Inflammatory bowel diseases phenotype, C. difficile and NOD2 genotype are associated with shifts in human ileum associated microbial composition

Abstract

We tested the hypothesis that Crohn's disease (CD)-related genetic polymorphisms involved in host innate immunity are associated with shifts in human ileum-associated microbial composition in a cross-sectional analysis of human ileal samples. Sanger sequencing of the bacterial 16S ribosomal RNA (rRNA) gene and 454 sequencing of 16S rRNA gene hypervariable regions (V1-V3 and V3-V5), were conducted on macroscopically disease-unaffected ileal biopsies collected from 52 ileal CD, 58 ulcerative colitis and 60 control patients without inflammatory bowel diseases (IBD) undergoing initial surgical resection. These subjects also were genotyped for the three major NOD2 risk alleles (Leu1007fs, R708W, G908R) and the ATG16L1 risk allele (T300A). The samples were linked to clinical metadata, including body mass index, smoking status and Clostridia difficile infection. The sequences were classified into seven phyla/subphyla categories using the Naïve Bayesian Classifier of the Ribosome Database Project. Centered log ratio transformation of six predominant categories was included as the dependent variable in the permutation based MANCOVA for the overall composition with stepwise variable selection. Polymerase chain reaction (PCR) assays were conducted to measure the relative frequencies of the Clostridium coccoides - Eubacterium rectales group and the Faecalibacterium prausnitzii spp. Empiric logit transformations of the relative frequencies of these two microbial groups were included in permutation-based ANCOVA. Regardless of sequencing method, IBD phenotype, Clostridia difficile and NOD2 genotype were selected as associated (FDR ≤ 0.05) with shifts in overall microbial composition. IBD phenotype and NOD2 genotype were also selected as associated with shifts in the relative frequency of the C. coccoides--E. rectales group. IBD phenotype, smoking and IBD medications were selected as associated with shifts in the relative frequency of F. prausnitzii spp. These results indicate that the effects of genetic and environmental factors on IBD are mediated at least in part by the enteric microbiota.

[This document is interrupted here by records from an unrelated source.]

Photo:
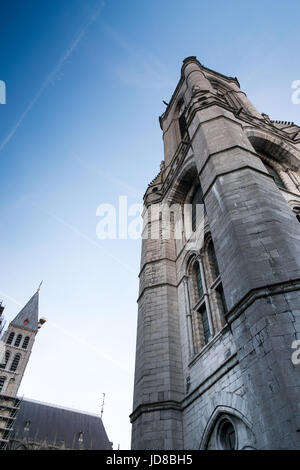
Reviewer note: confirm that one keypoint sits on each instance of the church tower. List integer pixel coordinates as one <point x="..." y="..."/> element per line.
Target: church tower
<point x="218" y="318"/>
<point x="18" y="342"/>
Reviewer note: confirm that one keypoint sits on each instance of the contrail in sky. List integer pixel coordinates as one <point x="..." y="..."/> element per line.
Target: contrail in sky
<point x="52" y="75"/>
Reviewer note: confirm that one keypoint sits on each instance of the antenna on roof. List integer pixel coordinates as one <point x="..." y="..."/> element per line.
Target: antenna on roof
<point x="102" y="406"/>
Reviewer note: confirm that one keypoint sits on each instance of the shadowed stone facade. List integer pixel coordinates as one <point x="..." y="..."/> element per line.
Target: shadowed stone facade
<point x="216" y="324"/>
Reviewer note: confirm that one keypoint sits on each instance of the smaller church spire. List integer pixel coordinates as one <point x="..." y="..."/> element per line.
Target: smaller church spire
<point x="28" y="316"/>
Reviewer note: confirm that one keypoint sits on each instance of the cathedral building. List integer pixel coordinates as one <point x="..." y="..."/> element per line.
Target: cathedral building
<point x="218" y="317"/>
<point x="28" y="424"/>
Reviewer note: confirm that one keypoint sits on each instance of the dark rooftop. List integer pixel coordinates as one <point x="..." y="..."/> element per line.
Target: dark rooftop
<point x="57" y="426"/>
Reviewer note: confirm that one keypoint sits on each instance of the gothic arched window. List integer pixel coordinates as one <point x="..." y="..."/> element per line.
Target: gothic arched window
<point x="25" y="342"/>
<point x="198" y="280"/>
<point x="10" y="338"/>
<point x="15" y="362"/>
<point x="181" y="119"/>
<point x="7" y="355"/>
<point x="2" y="382"/>
<point x="18" y="341"/>
<point x="278" y="181"/>
<point x="227" y="435"/>
<point x="213" y="259"/>
<point x="296" y="211"/>
<point x="197" y="199"/>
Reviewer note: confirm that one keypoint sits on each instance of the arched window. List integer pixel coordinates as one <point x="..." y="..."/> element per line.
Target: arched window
<point x="204" y="324"/>
<point x="7" y="355"/>
<point x="18" y="341"/>
<point x="181" y="119"/>
<point x="25" y="342"/>
<point x="10" y="338"/>
<point x="198" y="280"/>
<point x="15" y="362"/>
<point x="213" y="260"/>
<point x="227" y="435"/>
<point x="201" y="326"/>
<point x="27" y="425"/>
<point x="2" y="382"/>
<point x="296" y="211"/>
<point x="196" y="200"/>
<point x="276" y="177"/>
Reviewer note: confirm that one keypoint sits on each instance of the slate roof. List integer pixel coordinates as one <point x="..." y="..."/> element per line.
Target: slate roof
<point x="28" y="316"/>
<point x="56" y="424"/>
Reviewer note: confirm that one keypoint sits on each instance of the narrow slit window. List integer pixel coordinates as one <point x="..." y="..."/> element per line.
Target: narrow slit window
<point x="10" y="338"/>
<point x="25" y="342"/>
<point x="205" y="324"/>
<point x="213" y="259"/>
<point x="221" y="295"/>
<point x="278" y="181"/>
<point x="196" y="200"/>
<point x="199" y="280"/>
<point x="18" y="341"/>
<point x="7" y="355"/>
<point x="2" y="382"/>
<point x="15" y="362"/>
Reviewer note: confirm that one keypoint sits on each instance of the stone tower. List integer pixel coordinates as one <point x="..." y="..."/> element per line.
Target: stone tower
<point x="18" y="340"/>
<point x="218" y="319"/>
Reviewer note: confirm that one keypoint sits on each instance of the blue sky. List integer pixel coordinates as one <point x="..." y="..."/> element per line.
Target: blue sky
<point x="85" y="82"/>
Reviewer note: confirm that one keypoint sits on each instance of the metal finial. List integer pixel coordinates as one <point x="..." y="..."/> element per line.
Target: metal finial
<point x="102" y="406"/>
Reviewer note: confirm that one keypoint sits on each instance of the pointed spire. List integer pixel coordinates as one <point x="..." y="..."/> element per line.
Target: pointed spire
<point x="28" y="316"/>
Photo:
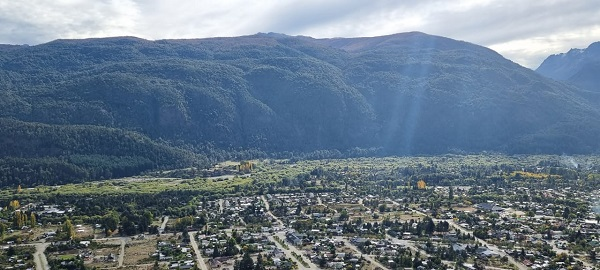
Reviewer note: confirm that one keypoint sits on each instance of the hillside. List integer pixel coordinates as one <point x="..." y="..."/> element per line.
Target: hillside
<point x="407" y="93"/>
<point x="579" y="67"/>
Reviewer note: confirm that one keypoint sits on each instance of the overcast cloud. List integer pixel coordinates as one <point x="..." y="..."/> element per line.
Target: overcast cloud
<point x="525" y="31"/>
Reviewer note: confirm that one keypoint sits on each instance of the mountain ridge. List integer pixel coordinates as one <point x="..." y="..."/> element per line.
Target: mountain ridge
<point x="409" y="93"/>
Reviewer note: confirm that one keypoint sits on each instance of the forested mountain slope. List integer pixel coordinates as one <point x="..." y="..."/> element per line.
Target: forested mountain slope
<point x="408" y="93"/>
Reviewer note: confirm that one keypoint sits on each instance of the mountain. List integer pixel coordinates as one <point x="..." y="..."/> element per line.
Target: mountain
<point x="578" y="66"/>
<point x="408" y="93"/>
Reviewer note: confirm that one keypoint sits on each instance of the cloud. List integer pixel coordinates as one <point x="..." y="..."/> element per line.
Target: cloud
<point x="523" y="31"/>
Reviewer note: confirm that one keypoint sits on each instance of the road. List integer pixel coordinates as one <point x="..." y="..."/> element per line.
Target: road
<point x="163" y="225"/>
<point x="267" y="207"/>
<point x="199" y="259"/>
<point x="292" y="248"/>
<point x="122" y="251"/>
<point x="367" y="257"/>
<point x="41" y="263"/>
<point x="492" y="247"/>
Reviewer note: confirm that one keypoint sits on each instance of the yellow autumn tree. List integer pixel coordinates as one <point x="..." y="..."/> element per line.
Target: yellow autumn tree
<point x="245" y="166"/>
<point x="32" y="220"/>
<point x="421" y="184"/>
<point x="14" y="205"/>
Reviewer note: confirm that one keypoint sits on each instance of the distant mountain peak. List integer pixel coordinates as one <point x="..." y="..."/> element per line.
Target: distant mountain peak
<point x="577" y="66"/>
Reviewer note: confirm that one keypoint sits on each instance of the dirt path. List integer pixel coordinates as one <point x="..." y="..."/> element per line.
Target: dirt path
<point x="163" y="225"/>
<point x="41" y="263"/>
<point x="199" y="259"/>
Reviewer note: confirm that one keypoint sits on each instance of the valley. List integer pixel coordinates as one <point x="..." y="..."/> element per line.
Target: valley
<point x="448" y="211"/>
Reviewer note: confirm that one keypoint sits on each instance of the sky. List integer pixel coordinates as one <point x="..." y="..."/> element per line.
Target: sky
<point x="524" y="31"/>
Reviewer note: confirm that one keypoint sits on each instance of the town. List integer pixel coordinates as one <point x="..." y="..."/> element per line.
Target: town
<point x="446" y="212"/>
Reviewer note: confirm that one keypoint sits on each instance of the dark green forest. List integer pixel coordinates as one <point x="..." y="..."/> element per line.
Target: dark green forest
<point x="76" y="110"/>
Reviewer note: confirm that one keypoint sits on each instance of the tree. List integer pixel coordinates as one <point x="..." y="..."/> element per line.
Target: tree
<point x="259" y="263"/>
<point x="344" y="215"/>
<point x="216" y="252"/>
<point x="69" y="229"/>
<point x="421" y="184"/>
<point x="32" y="220"/>
<point x="246" y="263"/>
<point x="567" y="213"/>
<point x="110" y="221"/>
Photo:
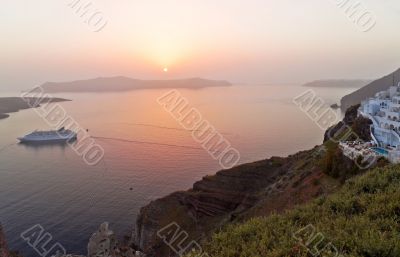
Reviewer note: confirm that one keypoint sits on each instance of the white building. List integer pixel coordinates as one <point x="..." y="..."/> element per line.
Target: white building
<point x="384" y="112"/>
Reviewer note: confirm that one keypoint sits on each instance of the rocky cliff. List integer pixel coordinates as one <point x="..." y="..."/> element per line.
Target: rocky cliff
<point x="250" y="190"/>
<point x="243" y="192"/>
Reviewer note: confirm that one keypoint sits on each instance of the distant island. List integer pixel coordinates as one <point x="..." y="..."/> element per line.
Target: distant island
<point x="370" y="90"/>
<point x="14" y="104"/>
<point x="113" y="84"/>
<point x="338" y="83"/>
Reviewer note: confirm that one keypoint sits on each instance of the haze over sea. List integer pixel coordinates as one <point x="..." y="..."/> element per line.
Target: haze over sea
<point x="53" y="187"/>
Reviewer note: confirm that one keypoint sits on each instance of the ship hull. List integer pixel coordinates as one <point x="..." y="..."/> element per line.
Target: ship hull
<point x="47" y="140"/>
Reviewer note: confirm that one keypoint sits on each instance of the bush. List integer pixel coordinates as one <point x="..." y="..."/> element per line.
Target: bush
<point x="362" y="219"/>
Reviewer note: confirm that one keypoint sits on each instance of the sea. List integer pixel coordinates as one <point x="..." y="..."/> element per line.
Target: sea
<point x="147" y="155"/>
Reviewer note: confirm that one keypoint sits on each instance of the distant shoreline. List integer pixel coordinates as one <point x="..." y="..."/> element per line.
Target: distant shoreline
<point x="14" y="104"/>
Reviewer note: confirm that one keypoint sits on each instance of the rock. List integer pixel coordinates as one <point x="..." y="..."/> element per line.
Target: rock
<point x="102" y="242"/>
<point x="4" y="252"/>
<point x="235" y="194"/>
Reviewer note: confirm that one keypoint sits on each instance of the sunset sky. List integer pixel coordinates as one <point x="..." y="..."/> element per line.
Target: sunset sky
<point x="252" y="41"/>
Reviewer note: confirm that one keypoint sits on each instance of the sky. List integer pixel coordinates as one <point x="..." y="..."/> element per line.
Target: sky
<point x="252" y="41"/>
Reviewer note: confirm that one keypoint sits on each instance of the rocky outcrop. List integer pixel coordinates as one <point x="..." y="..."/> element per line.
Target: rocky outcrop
<point x="103" y="243"/>
<point x="370" y="90"/>
<point x="242" y="192"/>
<point x="4" y="252"/>
<point x="359" y="125"/>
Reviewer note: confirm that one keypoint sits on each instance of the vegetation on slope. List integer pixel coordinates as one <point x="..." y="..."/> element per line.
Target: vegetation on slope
<point x="361" y="219"/>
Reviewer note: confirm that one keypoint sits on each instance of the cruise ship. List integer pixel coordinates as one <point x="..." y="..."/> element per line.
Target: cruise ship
<point x="61" y="135"/>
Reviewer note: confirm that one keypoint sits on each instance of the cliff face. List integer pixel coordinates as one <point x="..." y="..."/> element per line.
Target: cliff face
<point x="370" y="90"/>
<point x="240" y="193"/>
<point x="250" y="190"/>
<point x="3" y="244"/>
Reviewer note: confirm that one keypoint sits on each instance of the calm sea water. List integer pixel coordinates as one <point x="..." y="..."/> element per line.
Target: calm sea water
<point x="53" y="187"/>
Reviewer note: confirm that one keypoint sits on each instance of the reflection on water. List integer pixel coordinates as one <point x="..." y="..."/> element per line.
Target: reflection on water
<point x="147" y="156"/>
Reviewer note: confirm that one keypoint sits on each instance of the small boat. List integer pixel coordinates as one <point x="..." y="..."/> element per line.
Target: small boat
<point x="61" y="135"/>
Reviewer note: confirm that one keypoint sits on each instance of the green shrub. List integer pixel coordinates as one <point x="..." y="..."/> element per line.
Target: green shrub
<point x="361" y="219"/>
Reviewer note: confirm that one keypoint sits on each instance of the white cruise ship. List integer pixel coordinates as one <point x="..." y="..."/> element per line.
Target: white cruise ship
<point x="61" y="135"/>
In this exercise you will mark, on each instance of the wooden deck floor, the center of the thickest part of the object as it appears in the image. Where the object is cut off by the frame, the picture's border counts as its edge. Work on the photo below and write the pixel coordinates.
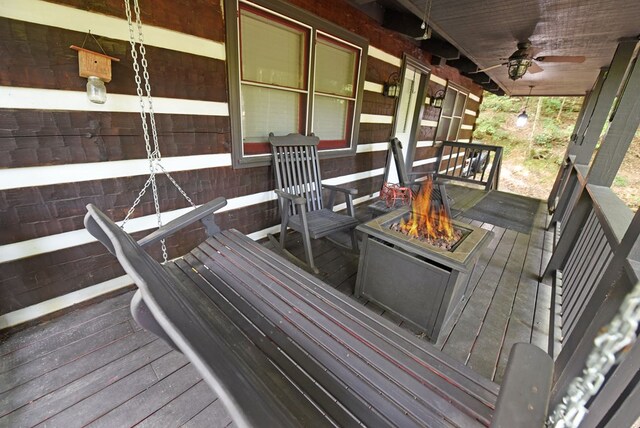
(95, 367)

Figure 1. Phyla/subphyla comparison of three disease phenotypes (ileal CD, colitis, using the Sanger, 454 V1–V3 and 454 V3–V5 data sets.

The average relative frequency of each taxa is shown for ileal CD, colitis and control subjects for each of the three sequencing data sets, (see also Table S1 for means ± standard deviations).

Figure 2. Targeted qPCR results for the C. coccoides-E. rectales group and for F. prausnitzii spp.

Boxplots of (panel A) the log₂ C. coccoides-E. rectales group/total bacteria and (panel B) the log₂ F. prausnitzii/total bacteria as a function of disease phenotype and NOD2 genotype assayed using qPCR are shown. The middle line represents the median, and the lower edge and the upper edge of the box represent the 25% and 75% quartiles. The bottom and top lines represent the minimum and maximum values, respectively. For the C. coccoides-rectales group, all 170 samples were assayed. For F. prausnitzii, 157 of 170 samples were assayed.